Lo que hace falta para entenderlo
Son pensamientos, afectos, conversaciones que las almas enamoradas han dedicado a Jesús desde siempre. Pero, para entender ese lenguaje, para saber de verdad lo que es el corazón humano y el Corazón de Cristo y el amor de Dios, hace falta fe y hace falta humildad. Con fe y humildad nos dejó San Agustín unas palabras universalmente famosas: nos has creado, Señor, para ser tuyos, y nuestro corazón está inquieto hasta que descanse en ti.

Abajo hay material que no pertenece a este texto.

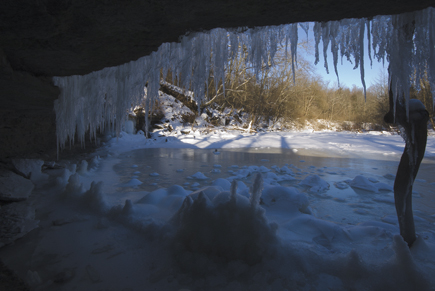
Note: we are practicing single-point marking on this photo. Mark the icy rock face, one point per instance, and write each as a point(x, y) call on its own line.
point(93, 101)
point(14, 187)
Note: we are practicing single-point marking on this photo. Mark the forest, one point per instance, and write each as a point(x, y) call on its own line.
point(285, 93)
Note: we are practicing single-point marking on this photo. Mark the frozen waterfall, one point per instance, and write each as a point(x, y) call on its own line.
point(100, 98)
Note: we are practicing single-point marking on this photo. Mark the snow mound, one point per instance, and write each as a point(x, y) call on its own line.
point(198, 176)
point(363, 183)
point(315, 183)
point(228, 231)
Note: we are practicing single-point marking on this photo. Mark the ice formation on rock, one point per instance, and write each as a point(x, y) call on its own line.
point(102, 98)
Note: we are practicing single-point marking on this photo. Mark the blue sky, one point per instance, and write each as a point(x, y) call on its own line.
point(348, 76)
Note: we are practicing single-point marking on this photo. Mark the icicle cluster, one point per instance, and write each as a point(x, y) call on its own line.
point(103, 98)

Que nos conceda un corazón bueno
En la fiesta de hoy hemos de pedir al Señor que nos conceda un corazón bueno, capaz de compadecerse de las penas de las criaturas, capaz de comprender que, para remediar los tormentos que acompañan y no pocas veces angustian las almas en este mundo, el verdadero bálsamo es el amor, la caridad: todos los demás consuelos apenas sirven para distraer un momento, y dejar más tarde amargura y desesperación.
El resumen de toda la Ley
Si queremos ayudar a los demás, hemos de amarles, insisto, con un amor que sea comprensión y entrega, afecto y voluntaria humildad. Así entenderemos por qué el Señor decidió resumir toda la Ley en ese doble mandamiento, que es en realidad un mandamiento solo: el amor a Dios y el amor al prójimo, con todo nuestro corazón.

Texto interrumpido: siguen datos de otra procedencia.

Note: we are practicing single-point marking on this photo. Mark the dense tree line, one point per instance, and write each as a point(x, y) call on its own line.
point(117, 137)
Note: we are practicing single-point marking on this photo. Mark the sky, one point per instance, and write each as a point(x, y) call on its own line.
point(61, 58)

Vivir en el Corazón de Jesús, unirse a él estrechamente es, por tanto, convertirnos en morada de Dios. El que me ama será amado por mi Padre, nos anunció el Señor. Y Cristo y el Padre, en el Espíritu Santo, vienen al alma y hacen en ella su morada.

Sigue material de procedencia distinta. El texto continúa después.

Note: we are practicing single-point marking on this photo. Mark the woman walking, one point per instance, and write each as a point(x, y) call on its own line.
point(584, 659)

Nuestra manera de ser cambia
Cuando —aunque sea sólo un poco— comprendemos esos fundamentos, nuestra manera de ser cambia. Tenemos hambre de Dios, y hacemos nuestras las palabras del Salmo: Dios mío, te busco solícito, sedienta de ti está mi alma, mi carne te desea, como tierra árida, sin agua. Y Jesús, que ha fomentado nuestras ansias, sale a nuestro encuentro y nos dice: si alguno tiene sed, venga a mí y beba.
Descanso y fortaleza
Nos ofrece su Corazón, para que encontremos allí nuestro descanso y nuestra fortaleza. Si aceptamos su llamada, comprobaremos que sus palabras son verdaderas: y aumentará nuestra hambre y nuestra sed, hasta desear que Dios establezca en nuestro corazón el lugar de su reposo, y que no aparte de nosotros su calor y su luz.